1.Scalability concerns
In distributed hydrological modeling, it is a standard and reasonable paradigm to conduct in-depth physical mechanism analysis within small or medium sized catchments. However, the authors are encouraged to supplement the discussion by clarifying to what extent the core findings can be generalized to other typical basins globally.
2.Validation of Downscaled Data
Line 102 mentions that dynamical downscaling techniques were applied to generate high-resolution meteorological forcing data. While downscaling increases spatial resolution, it does not inherently guarantee improved accuracy, and regional climate models are prone to systematic biases. The manuscript currently lacks a comparative validation between the 12.5 km WRF outputs and actual ground meteorological observations within the basin.

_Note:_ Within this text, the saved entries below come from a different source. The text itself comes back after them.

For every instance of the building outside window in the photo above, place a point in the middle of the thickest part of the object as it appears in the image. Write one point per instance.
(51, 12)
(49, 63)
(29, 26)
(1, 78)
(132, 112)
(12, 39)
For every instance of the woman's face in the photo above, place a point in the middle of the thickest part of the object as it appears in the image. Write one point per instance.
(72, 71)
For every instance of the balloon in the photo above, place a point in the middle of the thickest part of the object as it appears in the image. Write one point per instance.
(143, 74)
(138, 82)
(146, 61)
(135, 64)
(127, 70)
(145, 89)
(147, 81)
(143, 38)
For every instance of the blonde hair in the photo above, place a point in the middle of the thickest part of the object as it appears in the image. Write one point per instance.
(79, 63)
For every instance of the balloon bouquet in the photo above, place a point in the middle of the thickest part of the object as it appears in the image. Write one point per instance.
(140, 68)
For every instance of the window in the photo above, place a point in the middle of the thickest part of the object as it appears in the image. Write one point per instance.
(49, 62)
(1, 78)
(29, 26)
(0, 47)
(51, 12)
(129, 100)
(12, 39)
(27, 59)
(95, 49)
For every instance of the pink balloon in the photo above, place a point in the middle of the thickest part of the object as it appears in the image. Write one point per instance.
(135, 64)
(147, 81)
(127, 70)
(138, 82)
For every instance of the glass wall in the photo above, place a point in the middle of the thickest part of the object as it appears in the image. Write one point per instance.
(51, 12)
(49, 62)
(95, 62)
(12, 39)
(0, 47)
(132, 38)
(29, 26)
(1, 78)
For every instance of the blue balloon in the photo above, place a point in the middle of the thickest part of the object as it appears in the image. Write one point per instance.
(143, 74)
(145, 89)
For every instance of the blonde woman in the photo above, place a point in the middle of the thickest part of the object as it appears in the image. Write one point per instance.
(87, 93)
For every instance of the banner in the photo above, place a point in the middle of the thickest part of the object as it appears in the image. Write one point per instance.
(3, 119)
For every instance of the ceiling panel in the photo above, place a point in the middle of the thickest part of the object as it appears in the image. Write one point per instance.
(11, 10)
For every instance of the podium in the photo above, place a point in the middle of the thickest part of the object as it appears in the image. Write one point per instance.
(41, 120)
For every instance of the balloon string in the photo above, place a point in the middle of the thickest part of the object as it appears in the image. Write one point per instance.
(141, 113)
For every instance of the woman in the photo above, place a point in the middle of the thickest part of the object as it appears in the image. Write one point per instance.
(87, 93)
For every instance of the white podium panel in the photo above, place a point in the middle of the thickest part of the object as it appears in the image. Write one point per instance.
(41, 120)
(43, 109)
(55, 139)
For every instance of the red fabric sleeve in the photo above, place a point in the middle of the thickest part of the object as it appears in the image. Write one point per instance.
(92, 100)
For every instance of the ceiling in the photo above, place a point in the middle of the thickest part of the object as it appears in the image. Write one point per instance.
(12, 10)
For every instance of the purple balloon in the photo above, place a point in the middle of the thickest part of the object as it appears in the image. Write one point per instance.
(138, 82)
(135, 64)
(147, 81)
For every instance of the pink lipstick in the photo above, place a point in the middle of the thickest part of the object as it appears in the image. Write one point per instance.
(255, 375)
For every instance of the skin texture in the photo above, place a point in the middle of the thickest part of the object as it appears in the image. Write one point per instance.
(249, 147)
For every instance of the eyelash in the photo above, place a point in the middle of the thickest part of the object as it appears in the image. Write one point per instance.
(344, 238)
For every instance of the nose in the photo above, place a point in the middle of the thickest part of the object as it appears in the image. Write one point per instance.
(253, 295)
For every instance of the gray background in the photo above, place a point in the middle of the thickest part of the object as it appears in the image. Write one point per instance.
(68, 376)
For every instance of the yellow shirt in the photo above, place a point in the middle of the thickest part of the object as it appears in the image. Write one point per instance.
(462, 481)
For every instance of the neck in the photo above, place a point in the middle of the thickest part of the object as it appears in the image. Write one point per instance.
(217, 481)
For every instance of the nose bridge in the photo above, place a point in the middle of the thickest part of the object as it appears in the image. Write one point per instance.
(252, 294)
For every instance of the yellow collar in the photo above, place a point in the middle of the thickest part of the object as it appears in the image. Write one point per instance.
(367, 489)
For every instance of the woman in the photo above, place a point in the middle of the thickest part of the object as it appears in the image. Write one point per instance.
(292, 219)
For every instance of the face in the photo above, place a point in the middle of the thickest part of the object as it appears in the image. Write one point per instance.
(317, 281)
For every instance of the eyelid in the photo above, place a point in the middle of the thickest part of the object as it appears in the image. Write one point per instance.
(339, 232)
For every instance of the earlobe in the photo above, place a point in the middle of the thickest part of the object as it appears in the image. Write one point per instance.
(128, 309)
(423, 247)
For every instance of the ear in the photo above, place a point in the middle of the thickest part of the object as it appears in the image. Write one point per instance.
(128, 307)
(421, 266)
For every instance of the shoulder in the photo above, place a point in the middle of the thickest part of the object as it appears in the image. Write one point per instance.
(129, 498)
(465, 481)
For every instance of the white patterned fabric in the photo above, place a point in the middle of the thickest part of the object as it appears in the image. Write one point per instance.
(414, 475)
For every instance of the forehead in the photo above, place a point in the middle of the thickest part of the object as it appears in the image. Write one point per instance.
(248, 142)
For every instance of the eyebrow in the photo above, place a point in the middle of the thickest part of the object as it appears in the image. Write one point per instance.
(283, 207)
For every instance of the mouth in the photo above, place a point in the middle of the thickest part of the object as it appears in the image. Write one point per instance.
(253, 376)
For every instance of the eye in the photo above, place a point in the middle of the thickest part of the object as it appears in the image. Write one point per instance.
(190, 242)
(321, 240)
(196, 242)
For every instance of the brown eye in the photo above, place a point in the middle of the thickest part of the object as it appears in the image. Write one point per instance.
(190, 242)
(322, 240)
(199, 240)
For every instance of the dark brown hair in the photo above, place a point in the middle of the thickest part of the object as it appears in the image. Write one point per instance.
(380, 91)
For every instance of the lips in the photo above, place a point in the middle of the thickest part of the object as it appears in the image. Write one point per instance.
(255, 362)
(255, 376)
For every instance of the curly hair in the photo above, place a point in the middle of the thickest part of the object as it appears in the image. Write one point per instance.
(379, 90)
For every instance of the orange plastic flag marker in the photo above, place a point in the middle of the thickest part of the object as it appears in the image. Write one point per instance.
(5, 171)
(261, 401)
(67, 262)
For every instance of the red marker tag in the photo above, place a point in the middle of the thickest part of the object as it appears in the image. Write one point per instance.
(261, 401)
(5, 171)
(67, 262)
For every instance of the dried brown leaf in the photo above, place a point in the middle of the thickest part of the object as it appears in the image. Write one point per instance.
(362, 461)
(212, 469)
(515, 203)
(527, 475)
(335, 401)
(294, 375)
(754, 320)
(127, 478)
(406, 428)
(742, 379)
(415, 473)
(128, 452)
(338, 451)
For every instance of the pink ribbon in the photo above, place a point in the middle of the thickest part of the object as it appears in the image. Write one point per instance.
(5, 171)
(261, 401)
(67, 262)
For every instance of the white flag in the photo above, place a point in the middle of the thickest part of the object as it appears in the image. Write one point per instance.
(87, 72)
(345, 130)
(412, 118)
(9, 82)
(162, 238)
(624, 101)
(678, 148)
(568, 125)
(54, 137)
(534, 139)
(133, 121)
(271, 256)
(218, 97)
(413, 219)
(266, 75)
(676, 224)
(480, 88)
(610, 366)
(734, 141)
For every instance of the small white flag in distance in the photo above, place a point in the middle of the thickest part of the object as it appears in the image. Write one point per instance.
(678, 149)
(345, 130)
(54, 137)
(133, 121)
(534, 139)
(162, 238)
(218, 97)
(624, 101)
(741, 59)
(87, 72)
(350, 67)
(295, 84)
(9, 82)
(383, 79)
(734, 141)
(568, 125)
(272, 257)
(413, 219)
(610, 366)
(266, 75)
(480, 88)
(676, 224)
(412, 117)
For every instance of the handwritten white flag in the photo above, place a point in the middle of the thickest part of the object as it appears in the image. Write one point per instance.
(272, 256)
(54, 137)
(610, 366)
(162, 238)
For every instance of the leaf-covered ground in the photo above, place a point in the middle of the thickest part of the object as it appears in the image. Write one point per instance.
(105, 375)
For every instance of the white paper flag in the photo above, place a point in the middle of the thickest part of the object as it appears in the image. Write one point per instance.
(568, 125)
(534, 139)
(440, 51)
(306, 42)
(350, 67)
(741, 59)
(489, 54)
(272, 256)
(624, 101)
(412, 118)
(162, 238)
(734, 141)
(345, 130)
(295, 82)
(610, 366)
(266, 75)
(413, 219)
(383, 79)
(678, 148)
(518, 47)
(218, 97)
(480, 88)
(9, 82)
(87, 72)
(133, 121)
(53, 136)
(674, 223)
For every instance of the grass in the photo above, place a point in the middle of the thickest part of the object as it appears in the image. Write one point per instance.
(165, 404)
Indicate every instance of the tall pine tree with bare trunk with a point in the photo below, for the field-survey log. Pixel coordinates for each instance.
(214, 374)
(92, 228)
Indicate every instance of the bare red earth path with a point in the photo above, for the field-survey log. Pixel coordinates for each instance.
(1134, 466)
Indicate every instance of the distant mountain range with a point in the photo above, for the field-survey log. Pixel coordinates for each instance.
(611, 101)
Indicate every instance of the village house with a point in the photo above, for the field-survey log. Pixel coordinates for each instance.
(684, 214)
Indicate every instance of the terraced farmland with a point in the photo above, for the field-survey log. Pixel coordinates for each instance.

Although an LSTM-Attention module is used for error correction, a rigorous physics based framework requires a quality assessment of the initial meteorological input sources.
3.Transparency of WRF-Hydro Parameter Calibration
Line 140 states that "parameters sensitive to hydrological processes were selected for calibration," but the specific parameters are not identified. It is recommended to include a table (in Supplementary) listing the names, physical meanings, initial ranges, and final calibrated values of the key parameters to enhance the transparency and reproducibility.
4.Sample Size and Overfitting Prevention
According to Line 159, the training period covers 1980–1996. If monthly resolution data were used, the sample length would be 204? Could the authors clarify the exact sample size? Given such a limited dataset, what specific measures were implemented to prevent the deep learning model from overfitting? Additionally, please provide the key hyperparameters to facilitate reproducibility and further academic exchange.
5.Link Human Activity Data with Attribution Results
The authors list data regarding human activities in lines 355-365. Please clarify how these multi-source datasets were statistically linked to the "effect of human activities" derived from attribution analysis. While "Correlation analysis" is explicitly mentioned in the technical flowchart (Figure 2), there appears to be a lack of corresponding methodological description or results in the main text. Please confirm if this analysis was performed and provide detailed evidence.